13. Vanessa Kemling, a 30-year-old bartender from Las Vegas, NV. Vanessa tends bar at the La Bete bar at Wynn Las Vegas in Las Vegas, but studies at the Fashion Design School. She also is an abstract artist who works with acrylics and oils. Vanessa grew up in East Los Angeles in a rough neighborhood, but moved to the San Fernando Valley as a teenager.
14. Yvette Brown, a 26-year-old dancer from Las Vegas, NV. Born in England, Yvette has traveled extensively during her professional showgirl-dancing career. She moved to Las Vegas two years ago and has no desire to leave. She formerly wrote a column entitled "Making Vegas", about her life in 'Sin City.' Yvette yearns to be swinging high on the Vegas social scene.

==Episodes==
Yvette and Latricia have a conflict from the start. Yvette is bossy and tries to take over her team, this annoys her team as does her propensity to wear very short skirts. At an auction to raise money for breast cancer (in memory of the Hilton grandmother) she wears Paris Hilton's 21st dress, thereby devaluing it. Ann is a former beauty queen with great belief in herself and her own voice – she breaks into song during eliminations which annoys her teammates. In the Arts Scavenger hunt episode Yvette, Ann and Jackaay work together. Yvette dances a ballet lesson but makes it up thinking she is better than the teacher, she is given a pink tutu which she wears the rest of the day. She dances for Kathy Hilton in the tutu when she meets the teams at the end of the challenge.

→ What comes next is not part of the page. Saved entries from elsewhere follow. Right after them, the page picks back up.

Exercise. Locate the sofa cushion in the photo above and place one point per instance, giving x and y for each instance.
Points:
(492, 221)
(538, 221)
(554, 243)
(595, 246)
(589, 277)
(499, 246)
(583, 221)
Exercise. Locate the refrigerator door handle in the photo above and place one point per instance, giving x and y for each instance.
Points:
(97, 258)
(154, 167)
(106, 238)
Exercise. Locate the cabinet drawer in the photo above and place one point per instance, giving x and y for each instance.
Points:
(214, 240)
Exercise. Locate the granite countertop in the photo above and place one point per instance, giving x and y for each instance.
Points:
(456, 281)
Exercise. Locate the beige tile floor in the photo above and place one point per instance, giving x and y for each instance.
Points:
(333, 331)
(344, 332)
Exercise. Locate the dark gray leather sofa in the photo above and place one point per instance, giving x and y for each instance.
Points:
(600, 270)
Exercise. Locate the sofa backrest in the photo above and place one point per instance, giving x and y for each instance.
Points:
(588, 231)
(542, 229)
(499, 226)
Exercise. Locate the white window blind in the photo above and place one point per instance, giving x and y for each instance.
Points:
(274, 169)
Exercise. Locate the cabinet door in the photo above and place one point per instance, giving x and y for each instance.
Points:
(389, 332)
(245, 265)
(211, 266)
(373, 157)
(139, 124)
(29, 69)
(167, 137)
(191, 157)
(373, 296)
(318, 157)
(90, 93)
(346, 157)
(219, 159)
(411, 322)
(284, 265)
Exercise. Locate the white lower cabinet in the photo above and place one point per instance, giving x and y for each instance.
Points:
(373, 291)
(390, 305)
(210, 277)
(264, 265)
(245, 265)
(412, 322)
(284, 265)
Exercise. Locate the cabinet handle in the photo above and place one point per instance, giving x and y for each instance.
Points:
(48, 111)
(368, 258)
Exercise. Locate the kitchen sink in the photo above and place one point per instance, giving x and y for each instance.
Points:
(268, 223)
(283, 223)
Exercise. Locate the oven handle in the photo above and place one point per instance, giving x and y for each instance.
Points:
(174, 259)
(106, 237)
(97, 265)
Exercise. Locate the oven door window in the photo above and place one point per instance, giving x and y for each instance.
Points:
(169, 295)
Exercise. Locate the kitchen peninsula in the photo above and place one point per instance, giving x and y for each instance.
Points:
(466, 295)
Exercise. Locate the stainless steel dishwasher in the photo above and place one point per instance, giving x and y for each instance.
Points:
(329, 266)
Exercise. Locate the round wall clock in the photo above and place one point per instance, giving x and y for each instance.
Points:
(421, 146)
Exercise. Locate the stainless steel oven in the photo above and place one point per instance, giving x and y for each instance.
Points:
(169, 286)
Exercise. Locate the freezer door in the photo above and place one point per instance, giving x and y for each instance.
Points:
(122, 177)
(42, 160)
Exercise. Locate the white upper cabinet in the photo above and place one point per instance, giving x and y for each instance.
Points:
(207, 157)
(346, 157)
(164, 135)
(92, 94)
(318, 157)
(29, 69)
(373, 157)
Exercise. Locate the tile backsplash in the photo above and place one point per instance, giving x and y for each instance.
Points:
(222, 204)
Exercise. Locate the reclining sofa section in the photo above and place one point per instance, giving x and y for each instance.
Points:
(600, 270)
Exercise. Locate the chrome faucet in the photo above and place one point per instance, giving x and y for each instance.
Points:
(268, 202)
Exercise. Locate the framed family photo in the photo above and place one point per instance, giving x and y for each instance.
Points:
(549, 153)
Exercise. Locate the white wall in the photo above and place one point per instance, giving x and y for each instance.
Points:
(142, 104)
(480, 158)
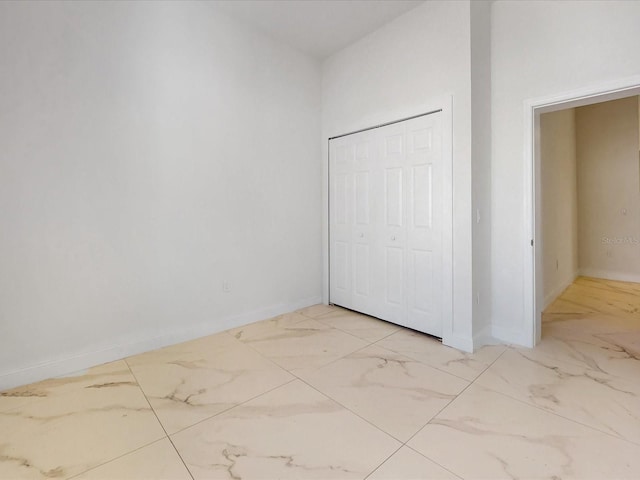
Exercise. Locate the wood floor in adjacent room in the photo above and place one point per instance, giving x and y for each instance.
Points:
(326, 393)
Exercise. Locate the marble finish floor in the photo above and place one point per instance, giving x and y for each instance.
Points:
(326, 393)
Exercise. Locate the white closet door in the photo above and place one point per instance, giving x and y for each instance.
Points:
(385, 222)
(424, 224)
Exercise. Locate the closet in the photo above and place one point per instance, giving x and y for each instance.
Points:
(385, 222)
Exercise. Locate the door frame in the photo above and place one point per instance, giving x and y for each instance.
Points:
(533, 108)
(444, 104)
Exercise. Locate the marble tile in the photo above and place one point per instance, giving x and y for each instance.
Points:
(397, 394)
(188, 386)
(591, 397)
(265, 327)
(153, 462)
(407, 464)
(362, 326)
(616, 354)
(305, 345)
(98, 419)
(483, 434)
(430, 351)
(293, 432)
(109, 373)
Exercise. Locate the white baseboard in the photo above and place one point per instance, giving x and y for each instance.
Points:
(485, 337)
(610, 275)
(144, 342)
(556, 292)
(511, 336)
(459, 342)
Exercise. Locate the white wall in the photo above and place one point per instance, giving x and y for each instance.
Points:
(609, 189)
(559, 201)
(149, 152)
(420, 56)
(480, 26)
(541, 49)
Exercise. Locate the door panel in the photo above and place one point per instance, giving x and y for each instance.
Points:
(385, 222)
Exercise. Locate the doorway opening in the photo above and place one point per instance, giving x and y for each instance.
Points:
(549, 270)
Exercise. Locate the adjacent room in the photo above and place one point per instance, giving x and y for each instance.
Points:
(329, 239)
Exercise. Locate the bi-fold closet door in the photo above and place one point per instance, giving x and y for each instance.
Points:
(385, 222)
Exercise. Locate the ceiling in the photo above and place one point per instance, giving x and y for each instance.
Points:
(316, 27)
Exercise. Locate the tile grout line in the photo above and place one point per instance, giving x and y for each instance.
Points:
(406, 444)
(348, 409)
(114, 459)
(167, 436)
(555, 414)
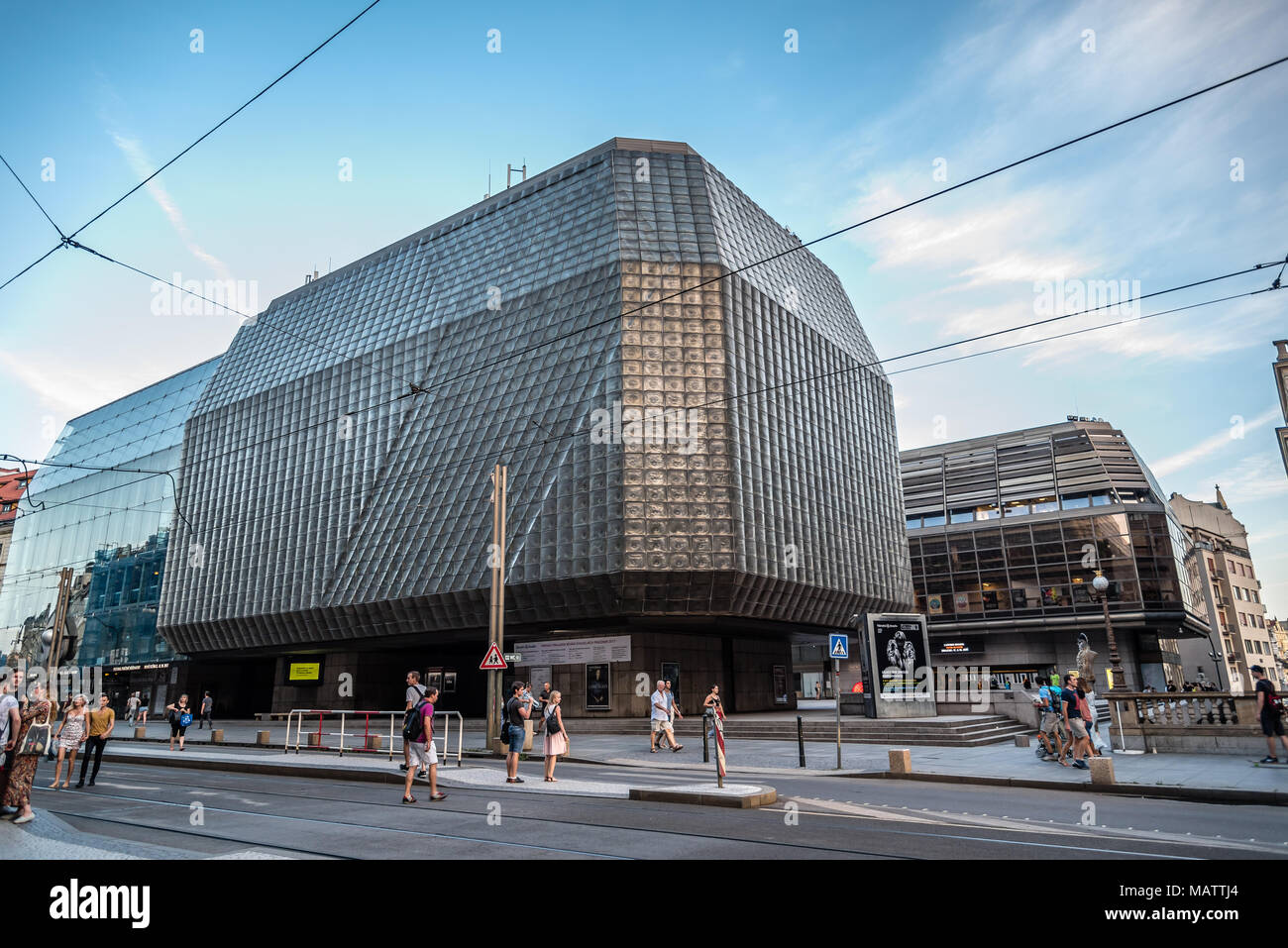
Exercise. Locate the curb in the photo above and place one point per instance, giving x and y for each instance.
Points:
(765, 796)
(1205, 794)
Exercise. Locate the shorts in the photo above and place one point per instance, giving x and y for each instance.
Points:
(421, 755)
(1271, 723)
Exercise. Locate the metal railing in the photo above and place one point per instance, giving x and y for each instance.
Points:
(359, 737)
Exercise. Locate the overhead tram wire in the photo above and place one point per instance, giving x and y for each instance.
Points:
(1087, 329)
(226, 119)
(230, 116)
(820, 376)
(24, 185)
(412, 389)
(524, 449)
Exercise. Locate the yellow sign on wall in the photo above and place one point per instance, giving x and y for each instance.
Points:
(305, 672)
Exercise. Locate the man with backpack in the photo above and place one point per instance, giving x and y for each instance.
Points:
(1270, 708)
(415, 691)
(518, 708)
(419, 741)
(1050, 734)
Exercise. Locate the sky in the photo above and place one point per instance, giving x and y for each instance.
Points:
(879, 104)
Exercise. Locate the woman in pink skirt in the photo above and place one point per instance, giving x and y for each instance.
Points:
(557, 738)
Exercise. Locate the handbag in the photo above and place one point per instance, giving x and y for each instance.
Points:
(37, 740)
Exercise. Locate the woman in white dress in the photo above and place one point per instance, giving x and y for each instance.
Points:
(557, 738)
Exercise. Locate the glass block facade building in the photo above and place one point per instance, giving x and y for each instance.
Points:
(336, 468)
(1005, 536)
(112, 528)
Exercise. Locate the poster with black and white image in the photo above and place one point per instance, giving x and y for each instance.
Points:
(596, 686)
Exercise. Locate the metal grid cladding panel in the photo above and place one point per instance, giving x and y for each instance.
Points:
(323, 507)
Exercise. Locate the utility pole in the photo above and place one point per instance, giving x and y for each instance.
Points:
(496, 616)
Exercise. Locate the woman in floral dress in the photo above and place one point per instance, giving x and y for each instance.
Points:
(71, 734)
(18, 792)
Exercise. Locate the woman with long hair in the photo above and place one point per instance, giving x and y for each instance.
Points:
(557, 738)
(18, 791)
(71, 734)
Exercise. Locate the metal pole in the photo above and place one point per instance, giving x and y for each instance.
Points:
(836, 694)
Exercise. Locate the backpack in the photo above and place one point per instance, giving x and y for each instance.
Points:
(1274, 700)
(413, 723)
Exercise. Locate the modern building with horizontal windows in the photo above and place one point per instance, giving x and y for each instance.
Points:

Ann and Yvette gang up on Jackaay in the elimination, they decide together to vote her off. However, Ann is voted off by Jackaay, Latricia and Jabe. Yvette then leaves as Kathy Hilton does not have her 'on the list.'

==Elimination chart of contestants ==

| Contestants | Teams (by episode) |  |  |  |  |  | Individual |  |  |
| 1 | 2 | 3 | 4 | 5^{1} | 6 | 7 | 8 |
| Jaret | Park | Park | Park | Park | Blue | HS |  | 1st |
| Jackaay | Madison | Madison | Madison | Madison | Blue | HS | HS | 2nd |
| Vanessa | Park | Park | Park | Madison | Green | HS |  | Elim^{2} |
| JW | Park | Park | Park | Park | Blue | HS | Elim |  |
| Brenden | Park | Park | Park | Park | Green | Elim |  |  |
| Jules | Park | Park | Park | Park | Blue | Elim |  |  |
| Niki | Park | Park | Park | Park | Green | Elim |  |  |
| Latricia | Madison | Madison | Madison | Madison | Green |  |  |  |
| Jabe | Madison | Madison | Madison | Madison |  |  |  |  |
| Rashad | Park | Park | Park | Madison |  |  |  |  |
| Ann | Madison | Madison | Madison |  |  |  |  |  |
| Yvette | Madison | Madison | Madison |  |  |  |  |  |
| John | Madison | Madison |  |  |  |  |  |  |
| Alan | Madison |  |  |  |  |  |  |  |

- In episode 5, teams were changed from Park and Madison to Green and Blue.
- Vanessa was eliminated halfway through the episode.

- In Teams, names of teams in their respective colors are 'on the list'. Names highlighted in red have been eliminated from the competition.
- In Individual, the pink background denotes being in the 'hot seat'. The red background indicates an individual is 'not on the list'.